Söz konusu kararın alınma sürecinde Ankara Milletvekili olarak il ve 21 ilçe teşkilatımızın yanı sıra partimizi destekleyen hemşerilerimin iradesini yetkili parti organlarına ve Genel Başkan’a iletme sorumluluğunu yerine getirdim. Bu nedenle gönlüm ferah, içim rahattır. Bu itibarla, toptancı bir yaklaşımla İYİ Parti’nin Ankara’da büyükşehir ve ilçe belediye başkanlığı seçiminde iş birliği yapmaksızın aday çıkarma kararının uygun olmadığını belirtmek isterim.

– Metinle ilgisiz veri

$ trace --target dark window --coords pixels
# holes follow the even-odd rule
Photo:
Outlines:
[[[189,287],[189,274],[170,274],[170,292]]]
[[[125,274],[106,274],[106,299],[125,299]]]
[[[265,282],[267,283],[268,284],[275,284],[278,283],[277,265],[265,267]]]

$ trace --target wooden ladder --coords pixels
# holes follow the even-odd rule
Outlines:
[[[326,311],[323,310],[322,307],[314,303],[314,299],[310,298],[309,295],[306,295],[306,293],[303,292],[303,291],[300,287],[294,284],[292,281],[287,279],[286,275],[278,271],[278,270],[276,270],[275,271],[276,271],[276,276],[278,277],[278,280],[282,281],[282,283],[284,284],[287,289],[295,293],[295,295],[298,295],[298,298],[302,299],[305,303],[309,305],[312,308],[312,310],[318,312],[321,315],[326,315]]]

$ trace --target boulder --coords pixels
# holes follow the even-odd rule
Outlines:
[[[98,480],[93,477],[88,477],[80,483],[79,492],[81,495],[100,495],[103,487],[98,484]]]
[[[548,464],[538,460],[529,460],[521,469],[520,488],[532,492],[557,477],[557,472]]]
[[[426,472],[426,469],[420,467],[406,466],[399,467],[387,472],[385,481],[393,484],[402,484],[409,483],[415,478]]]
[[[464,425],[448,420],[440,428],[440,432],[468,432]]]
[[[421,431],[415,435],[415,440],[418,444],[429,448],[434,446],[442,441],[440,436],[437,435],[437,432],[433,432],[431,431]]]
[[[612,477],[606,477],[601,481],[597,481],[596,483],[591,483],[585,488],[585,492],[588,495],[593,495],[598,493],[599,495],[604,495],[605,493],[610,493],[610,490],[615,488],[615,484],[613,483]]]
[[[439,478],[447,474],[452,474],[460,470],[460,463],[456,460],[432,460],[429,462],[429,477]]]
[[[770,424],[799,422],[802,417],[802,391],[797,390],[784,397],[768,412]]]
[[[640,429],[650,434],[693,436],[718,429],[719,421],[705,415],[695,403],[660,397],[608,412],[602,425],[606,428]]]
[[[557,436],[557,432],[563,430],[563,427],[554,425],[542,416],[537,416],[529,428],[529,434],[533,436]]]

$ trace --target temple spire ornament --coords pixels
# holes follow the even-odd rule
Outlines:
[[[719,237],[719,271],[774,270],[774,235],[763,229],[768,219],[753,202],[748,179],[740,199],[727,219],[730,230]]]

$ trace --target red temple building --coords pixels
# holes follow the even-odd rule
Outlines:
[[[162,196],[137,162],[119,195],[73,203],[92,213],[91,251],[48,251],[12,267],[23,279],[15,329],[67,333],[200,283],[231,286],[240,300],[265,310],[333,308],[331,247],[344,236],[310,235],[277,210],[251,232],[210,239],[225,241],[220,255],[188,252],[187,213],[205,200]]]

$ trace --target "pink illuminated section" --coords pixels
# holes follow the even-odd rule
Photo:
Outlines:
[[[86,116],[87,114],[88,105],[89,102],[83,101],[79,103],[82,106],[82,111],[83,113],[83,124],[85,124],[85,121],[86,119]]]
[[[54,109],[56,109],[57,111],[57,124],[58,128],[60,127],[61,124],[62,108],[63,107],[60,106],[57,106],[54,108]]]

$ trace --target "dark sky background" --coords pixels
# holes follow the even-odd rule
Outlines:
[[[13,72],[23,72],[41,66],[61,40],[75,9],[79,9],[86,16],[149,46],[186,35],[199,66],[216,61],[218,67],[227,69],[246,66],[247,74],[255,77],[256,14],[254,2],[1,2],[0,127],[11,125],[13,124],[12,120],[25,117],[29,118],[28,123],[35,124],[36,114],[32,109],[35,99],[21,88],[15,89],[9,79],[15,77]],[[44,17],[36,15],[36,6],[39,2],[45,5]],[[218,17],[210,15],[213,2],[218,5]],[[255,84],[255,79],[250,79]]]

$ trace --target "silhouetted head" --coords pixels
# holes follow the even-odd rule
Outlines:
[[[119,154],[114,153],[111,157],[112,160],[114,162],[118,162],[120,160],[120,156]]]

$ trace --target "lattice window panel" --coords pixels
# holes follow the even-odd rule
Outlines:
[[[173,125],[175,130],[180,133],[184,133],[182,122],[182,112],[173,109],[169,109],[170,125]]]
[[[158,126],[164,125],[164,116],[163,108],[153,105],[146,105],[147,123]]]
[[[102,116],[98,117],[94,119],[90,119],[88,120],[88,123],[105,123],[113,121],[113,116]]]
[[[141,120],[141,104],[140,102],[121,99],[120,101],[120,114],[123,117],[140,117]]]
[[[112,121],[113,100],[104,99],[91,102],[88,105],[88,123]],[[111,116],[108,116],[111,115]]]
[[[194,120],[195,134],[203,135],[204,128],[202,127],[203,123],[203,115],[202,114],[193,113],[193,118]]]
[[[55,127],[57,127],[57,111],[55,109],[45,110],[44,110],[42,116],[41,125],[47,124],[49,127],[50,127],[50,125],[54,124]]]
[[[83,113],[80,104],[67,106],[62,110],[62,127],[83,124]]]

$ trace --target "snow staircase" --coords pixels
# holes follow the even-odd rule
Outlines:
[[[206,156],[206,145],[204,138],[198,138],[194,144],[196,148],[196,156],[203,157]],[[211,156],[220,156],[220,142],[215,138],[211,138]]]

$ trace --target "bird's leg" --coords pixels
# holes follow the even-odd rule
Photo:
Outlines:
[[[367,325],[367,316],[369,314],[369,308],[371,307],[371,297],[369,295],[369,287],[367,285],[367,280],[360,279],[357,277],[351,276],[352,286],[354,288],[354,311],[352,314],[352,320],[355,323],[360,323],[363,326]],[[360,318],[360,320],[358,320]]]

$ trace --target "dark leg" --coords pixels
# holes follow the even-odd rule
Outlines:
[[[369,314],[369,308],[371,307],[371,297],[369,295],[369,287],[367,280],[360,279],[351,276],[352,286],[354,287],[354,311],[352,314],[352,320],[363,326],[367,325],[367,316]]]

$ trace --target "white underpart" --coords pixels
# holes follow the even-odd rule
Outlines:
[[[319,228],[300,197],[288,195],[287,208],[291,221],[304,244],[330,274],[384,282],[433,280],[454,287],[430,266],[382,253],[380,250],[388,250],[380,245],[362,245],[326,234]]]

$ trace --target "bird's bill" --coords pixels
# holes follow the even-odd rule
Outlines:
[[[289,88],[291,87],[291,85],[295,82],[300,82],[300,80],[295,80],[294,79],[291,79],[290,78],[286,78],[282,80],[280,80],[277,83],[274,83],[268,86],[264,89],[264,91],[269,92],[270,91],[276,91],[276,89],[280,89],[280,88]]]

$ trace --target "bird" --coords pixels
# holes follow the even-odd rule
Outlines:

Partimizin 31 Mart 2024 yerel seçimlerinde takınacağı tutum ile ilgili karar alma sürecinde Genel Başkanım Sayın Akşener “Sizin Mansur Bey ile yakınlığınızı biliyorum. Partimizin Ankara’daki adayına çalışın diyemem. Siz serbestsiniz.” demiştir. Ancak ben üyesi ve milletvekili olduğum partinin aday çıkardığı bir ilde başka bir adayı desteklemenin siyasi, ahlak ve nezaket ile bağdaşmayacağını düşünüyorum. Ankara Büyükşehir Belediye Başkanı Sayın Mansur Yavaş’ı desteklemeyi vefakârlığın yanı sıra insani, vicdani ve ahlaki bir sorumluluk olarak görüyorum. Zira Ankara, 25 yıl boyunca kötü yönetilmiştir. Sayın Yavaş ile birlikte Türkiye’nin ve Türk dünyasının göz bebeği başkentimiz son beş yılda şeffaf, tarafsız, insan ve çevre odaklı hizmete kavuşmuştur.